Talvez a adolescente que não fui no corpo, chamava o corpo do texto. Porém uma mulher quando escreve, ao mesmo tempo que tem no seu gesto um ato político, escreve e rasura o texto; ouve “deslumbrada demais” e rasura o texto.
Quantos desertos a atravessar até surgir um livro como um útero sangrando nas mãos?
Minhas matriochkas pareciam bem bonitas sozinhas, e soltei-as datilografadas, três versos por página branca em paisagem, como quem pede um pouco de tinta: a lésbica, a viúva, a refugiada, uma doente-terminal, uma mulher trans.
Foram minhas primeiras mulheres a ser limadas de livros. Eu podia ouvir: Longas demais, narrativas demais, não formam unidade. Ivonka é esquisita desde o nome e, além disso, é uma narrativa que não diz nada, ela não fica com o amigo? E essa Hollie? Você parece tão feminista e essa mulher sofrendo a ausência de um homem, ele foi embora ou está morto? Mas Esme sequer é mulher!
E limei também os fragmentos: recortes sem explicação, não têm por que existir, nada comunicam, coisa de mulher louca.
Quem já leu os diários de uma mulher no original? Por exemplo, de uma Alejandra Pizarnik: agonizantes as milhares de versões, sobre a letra miúda o sem-fim de rasuras e a incessante reflexão sobre o fracasso do fazer poético. É isto uma mulher que escreve. Quantos “deslumbrada demais” até chegar aos livros?

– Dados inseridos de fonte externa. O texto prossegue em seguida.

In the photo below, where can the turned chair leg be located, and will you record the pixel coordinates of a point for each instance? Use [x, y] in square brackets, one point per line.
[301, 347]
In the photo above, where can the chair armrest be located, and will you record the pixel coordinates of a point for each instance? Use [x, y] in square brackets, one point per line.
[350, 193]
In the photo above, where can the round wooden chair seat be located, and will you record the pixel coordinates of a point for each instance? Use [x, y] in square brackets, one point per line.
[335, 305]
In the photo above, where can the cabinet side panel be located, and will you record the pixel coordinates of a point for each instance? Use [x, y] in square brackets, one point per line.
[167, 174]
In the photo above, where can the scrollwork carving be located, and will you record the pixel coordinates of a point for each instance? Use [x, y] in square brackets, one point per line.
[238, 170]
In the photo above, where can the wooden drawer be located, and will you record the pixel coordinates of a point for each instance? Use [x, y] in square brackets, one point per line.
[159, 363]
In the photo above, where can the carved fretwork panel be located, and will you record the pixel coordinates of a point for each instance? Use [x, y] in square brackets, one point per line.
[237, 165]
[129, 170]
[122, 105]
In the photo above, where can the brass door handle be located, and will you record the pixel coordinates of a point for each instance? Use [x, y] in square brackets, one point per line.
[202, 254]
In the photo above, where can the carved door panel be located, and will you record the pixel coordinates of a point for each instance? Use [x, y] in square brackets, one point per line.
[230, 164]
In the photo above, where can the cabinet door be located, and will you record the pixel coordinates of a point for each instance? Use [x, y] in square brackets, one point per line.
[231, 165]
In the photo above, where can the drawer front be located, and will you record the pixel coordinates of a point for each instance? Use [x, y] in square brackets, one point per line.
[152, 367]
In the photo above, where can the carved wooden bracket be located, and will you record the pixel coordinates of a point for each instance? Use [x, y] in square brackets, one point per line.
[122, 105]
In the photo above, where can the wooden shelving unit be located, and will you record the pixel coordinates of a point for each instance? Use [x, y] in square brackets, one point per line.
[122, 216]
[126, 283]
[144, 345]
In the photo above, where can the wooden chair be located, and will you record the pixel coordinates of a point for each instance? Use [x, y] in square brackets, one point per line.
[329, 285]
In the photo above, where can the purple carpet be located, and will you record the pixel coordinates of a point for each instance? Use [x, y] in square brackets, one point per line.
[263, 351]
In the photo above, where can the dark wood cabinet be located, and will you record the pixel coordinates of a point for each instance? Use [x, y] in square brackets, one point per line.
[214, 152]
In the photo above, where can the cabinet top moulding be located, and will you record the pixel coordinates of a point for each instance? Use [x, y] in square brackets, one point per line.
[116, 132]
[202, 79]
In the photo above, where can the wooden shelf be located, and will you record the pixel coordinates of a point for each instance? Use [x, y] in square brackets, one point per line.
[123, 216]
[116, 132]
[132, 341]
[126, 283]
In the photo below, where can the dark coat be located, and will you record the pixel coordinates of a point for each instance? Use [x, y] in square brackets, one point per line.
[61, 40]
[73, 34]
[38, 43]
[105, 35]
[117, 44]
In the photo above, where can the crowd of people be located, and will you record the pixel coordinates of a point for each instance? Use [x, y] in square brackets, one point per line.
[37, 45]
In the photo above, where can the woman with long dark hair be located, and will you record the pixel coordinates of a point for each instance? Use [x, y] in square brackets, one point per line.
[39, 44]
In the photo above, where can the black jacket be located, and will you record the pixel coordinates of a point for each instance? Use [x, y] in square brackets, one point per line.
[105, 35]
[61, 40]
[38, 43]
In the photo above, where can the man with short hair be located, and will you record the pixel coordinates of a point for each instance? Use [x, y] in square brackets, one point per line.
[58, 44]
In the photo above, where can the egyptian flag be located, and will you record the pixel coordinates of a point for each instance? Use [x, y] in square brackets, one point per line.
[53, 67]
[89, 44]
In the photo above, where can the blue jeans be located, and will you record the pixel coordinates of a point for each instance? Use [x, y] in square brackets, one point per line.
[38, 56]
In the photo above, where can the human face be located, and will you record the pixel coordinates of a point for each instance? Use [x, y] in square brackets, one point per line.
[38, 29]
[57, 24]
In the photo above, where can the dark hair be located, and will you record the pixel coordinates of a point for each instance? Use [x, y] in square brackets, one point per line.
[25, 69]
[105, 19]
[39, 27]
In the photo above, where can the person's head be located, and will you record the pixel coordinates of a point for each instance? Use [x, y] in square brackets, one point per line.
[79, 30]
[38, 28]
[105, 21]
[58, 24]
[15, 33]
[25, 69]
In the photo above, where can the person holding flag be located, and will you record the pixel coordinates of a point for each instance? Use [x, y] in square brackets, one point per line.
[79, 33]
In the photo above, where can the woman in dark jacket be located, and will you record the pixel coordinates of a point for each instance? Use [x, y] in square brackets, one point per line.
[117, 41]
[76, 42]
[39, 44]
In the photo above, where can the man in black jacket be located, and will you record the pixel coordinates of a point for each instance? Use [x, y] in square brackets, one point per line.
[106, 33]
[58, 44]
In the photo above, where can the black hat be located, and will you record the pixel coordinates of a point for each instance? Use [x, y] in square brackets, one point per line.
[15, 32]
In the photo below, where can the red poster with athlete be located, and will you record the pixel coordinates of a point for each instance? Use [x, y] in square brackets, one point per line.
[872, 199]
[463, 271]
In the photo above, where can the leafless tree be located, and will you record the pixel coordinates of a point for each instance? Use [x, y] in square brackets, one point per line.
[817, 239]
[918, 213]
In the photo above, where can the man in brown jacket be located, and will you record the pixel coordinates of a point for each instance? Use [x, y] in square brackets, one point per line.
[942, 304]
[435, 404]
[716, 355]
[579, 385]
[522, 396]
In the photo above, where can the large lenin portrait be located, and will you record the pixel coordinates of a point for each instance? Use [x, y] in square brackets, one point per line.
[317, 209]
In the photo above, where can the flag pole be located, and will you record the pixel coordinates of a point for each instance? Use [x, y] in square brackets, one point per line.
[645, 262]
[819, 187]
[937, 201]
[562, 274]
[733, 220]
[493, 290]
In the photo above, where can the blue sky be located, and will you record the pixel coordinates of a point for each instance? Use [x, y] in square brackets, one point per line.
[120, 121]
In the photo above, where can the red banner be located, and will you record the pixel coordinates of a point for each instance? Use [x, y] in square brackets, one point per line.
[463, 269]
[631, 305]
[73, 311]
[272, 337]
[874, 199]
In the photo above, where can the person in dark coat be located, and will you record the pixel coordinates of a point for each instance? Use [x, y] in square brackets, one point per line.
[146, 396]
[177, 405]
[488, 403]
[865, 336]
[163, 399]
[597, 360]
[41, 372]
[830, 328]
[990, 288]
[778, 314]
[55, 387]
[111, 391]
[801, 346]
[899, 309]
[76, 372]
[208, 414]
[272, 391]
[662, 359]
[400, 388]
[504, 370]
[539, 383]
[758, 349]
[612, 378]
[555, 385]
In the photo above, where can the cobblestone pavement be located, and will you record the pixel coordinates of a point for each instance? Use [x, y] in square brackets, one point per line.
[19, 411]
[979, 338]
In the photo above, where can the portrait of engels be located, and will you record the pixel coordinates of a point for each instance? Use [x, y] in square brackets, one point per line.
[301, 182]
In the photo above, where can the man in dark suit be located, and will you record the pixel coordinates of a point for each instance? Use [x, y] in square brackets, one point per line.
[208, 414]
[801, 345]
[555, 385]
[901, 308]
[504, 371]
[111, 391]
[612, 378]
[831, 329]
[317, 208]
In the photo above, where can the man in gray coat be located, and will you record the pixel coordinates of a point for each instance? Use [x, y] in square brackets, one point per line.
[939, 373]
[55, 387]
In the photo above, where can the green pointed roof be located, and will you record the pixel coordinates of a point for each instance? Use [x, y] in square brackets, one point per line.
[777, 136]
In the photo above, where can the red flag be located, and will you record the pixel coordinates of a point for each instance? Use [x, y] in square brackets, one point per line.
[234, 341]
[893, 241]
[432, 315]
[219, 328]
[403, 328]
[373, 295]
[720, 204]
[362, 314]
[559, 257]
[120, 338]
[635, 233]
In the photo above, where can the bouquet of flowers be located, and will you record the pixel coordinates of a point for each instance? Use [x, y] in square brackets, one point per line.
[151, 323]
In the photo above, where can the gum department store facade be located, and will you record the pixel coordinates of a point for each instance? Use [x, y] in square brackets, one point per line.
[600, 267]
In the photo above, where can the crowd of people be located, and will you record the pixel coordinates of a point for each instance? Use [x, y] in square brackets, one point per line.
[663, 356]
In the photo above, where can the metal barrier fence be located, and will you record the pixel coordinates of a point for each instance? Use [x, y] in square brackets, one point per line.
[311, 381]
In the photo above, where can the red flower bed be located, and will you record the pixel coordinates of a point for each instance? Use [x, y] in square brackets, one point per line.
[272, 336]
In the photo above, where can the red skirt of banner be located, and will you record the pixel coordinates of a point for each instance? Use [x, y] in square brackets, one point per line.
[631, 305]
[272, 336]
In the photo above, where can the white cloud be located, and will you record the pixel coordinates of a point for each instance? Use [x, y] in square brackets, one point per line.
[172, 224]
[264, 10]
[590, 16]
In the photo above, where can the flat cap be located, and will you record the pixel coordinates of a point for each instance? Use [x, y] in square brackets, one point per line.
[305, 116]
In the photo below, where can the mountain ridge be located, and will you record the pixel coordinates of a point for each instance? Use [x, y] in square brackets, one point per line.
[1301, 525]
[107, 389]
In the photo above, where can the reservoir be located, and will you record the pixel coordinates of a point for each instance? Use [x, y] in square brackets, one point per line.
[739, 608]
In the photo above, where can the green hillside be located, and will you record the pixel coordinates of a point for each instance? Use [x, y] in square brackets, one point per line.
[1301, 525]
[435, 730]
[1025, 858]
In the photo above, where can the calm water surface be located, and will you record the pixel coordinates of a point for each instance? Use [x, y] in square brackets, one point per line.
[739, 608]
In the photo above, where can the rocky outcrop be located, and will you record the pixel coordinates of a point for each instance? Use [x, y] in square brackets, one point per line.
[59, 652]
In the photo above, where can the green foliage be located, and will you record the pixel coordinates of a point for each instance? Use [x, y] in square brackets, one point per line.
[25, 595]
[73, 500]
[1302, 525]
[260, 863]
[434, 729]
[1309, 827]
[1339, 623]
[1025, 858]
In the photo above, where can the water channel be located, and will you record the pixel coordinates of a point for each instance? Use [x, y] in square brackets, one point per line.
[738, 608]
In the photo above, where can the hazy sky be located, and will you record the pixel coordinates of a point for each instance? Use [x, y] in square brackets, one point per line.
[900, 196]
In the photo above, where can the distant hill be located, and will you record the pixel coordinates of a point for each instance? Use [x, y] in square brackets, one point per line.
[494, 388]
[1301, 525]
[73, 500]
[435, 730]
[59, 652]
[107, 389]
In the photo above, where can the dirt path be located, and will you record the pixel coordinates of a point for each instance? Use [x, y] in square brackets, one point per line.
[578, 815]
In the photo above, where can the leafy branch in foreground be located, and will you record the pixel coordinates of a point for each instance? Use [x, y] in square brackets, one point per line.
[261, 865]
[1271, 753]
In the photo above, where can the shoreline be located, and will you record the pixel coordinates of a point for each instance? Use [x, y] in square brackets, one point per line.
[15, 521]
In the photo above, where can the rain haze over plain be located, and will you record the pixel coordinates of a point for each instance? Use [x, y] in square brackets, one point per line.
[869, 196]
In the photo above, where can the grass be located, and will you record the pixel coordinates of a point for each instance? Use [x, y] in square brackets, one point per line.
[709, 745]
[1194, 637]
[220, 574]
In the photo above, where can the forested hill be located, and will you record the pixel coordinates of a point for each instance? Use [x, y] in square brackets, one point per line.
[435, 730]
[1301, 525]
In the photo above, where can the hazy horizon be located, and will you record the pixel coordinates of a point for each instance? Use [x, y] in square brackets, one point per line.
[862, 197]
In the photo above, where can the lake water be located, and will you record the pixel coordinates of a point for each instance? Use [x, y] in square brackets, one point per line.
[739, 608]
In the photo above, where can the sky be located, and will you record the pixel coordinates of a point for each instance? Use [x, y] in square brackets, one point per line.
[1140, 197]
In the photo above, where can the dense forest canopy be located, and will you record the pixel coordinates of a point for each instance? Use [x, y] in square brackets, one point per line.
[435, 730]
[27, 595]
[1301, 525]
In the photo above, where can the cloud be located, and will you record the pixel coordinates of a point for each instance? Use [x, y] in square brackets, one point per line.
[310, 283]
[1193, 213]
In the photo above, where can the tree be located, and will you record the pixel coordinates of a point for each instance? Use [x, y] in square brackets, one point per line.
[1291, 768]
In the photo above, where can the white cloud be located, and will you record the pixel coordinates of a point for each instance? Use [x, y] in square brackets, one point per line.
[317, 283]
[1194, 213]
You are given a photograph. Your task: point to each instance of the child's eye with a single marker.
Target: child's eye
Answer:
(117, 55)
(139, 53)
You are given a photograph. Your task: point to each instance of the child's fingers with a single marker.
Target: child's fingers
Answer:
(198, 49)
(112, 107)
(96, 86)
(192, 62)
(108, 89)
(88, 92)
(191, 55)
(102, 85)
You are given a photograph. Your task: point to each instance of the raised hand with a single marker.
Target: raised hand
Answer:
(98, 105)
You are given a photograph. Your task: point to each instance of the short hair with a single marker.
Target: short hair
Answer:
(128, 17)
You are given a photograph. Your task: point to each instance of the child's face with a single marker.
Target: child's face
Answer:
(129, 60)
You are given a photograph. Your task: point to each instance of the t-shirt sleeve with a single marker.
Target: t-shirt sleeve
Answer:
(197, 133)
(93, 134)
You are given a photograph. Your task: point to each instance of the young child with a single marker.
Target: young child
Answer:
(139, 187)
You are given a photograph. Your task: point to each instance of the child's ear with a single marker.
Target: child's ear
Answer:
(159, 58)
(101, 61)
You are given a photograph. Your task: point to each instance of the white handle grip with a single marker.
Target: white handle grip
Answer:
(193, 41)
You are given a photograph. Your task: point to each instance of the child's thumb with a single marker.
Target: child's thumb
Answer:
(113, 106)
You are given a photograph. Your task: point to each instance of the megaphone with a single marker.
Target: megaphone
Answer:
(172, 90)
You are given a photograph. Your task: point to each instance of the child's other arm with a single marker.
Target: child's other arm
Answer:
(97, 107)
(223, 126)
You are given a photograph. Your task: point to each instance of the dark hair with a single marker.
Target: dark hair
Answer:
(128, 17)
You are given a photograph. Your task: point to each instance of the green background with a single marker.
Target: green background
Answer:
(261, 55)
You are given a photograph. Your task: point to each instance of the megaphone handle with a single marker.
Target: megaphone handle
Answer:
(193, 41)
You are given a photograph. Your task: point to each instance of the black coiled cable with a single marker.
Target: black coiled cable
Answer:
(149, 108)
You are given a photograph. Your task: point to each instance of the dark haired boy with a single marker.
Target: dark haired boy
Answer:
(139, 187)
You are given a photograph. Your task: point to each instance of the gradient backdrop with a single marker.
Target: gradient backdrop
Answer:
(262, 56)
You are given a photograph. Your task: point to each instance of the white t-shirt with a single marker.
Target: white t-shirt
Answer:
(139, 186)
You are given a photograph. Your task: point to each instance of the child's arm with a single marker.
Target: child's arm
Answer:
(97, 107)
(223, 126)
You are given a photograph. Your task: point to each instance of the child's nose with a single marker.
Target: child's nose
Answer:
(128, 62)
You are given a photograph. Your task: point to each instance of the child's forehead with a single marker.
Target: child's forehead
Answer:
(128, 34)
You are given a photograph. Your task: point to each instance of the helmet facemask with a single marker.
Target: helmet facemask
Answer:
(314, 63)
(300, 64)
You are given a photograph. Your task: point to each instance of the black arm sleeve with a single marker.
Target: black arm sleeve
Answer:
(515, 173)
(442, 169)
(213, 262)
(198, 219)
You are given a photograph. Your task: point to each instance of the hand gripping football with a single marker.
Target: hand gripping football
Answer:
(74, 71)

É claro que os livros que publiquei antes de sereia no copo d’água também são coisa de mulherzinha. E tem essas poemas todas muito típicas de uma mulher, desde os títulos: maravilhosas (risos). Atravessados os desertos, a paisagem é bem fresca, continuo a rasurar poemas, mas já não sou uma poeta que aceita ser chamada de menina sorrizzi. Eu sou uma poeta. Eu sei e também ouço esta voz que me diz, ela não vem de longe.
Eu estava lendo Uma aprendizagem ou o livro dos prazeres, um livro que me foi bem doloroso e atravessava esses desertos da alma, do corpo e da escrita e era difícil desaguar, mas me obrigava a terminar esta leitura, foi quando escrevi o poema-título sereia no copo d’água e naquele momento a escritura era algo profundamente performático, algo que eu queria fazer com o corpo e que, se não fizesse, me doía. Feita a poema pensei: tenho cá um livro, eu sempre quis escrever este livro; um livro escrito exatamente com todas as mulheres rasuradas, limadas.
“Minha fantasma” é uma experiência que comecei em quando vieres ver um banzo cor de fogo, uma mulher enclausurada que não posso tocar e que não sabe exatamente se dizer; tinha ainda alguns rascunhos sobre ela, resolvi concluir e coloquei como o segundo segmento do livro, com a ideia de que ela costuraria o todo, como uma contadora, a grande mãe que tudo sabe, te embebeda os lábios de água e mais nada.
Escavei minha pasta “poemas limados” do computador e tirei de lá todas matriochkas. Agora elas não são bonecas ou títeres, são mulheres-palavras que amam, vivem, morrem e, portanto, ressuscitam no encontro da leitura, têm vida própria, por isso iniciam o livro.
O terceiro segmento poderia se chamar “poemas tirados de notícias de jornal”. Para o poema célebre de Manuel Bandeira, encontramos duas notícias complementares que poderiam ter inspirado o poeta; já que na primeira, é apontada a morada de João Gostoso e na segunda, a fatalidade de sua morte:
1: “‘GOSTOSO’ ESTÁ NO XADREZ. João de Oliveira, vulgo ‘João Gostoso’, há muito que vive amasiado com Rosa Maria da Conceição, ambos moradores no morro da Babylonia. Hontem, por motivo de ciume, ‘Gostoso’, armado com uma pedra, fez um grande rombo na cabeça da amante. Aos gritos da aggredida acudiu a policia do 30° districto, que effectuou a prisão em flagrante de ‘Gostoso’, trancafiando-o no xadrez. Maria foi soccorrida pela Assistencia.” [nota 1]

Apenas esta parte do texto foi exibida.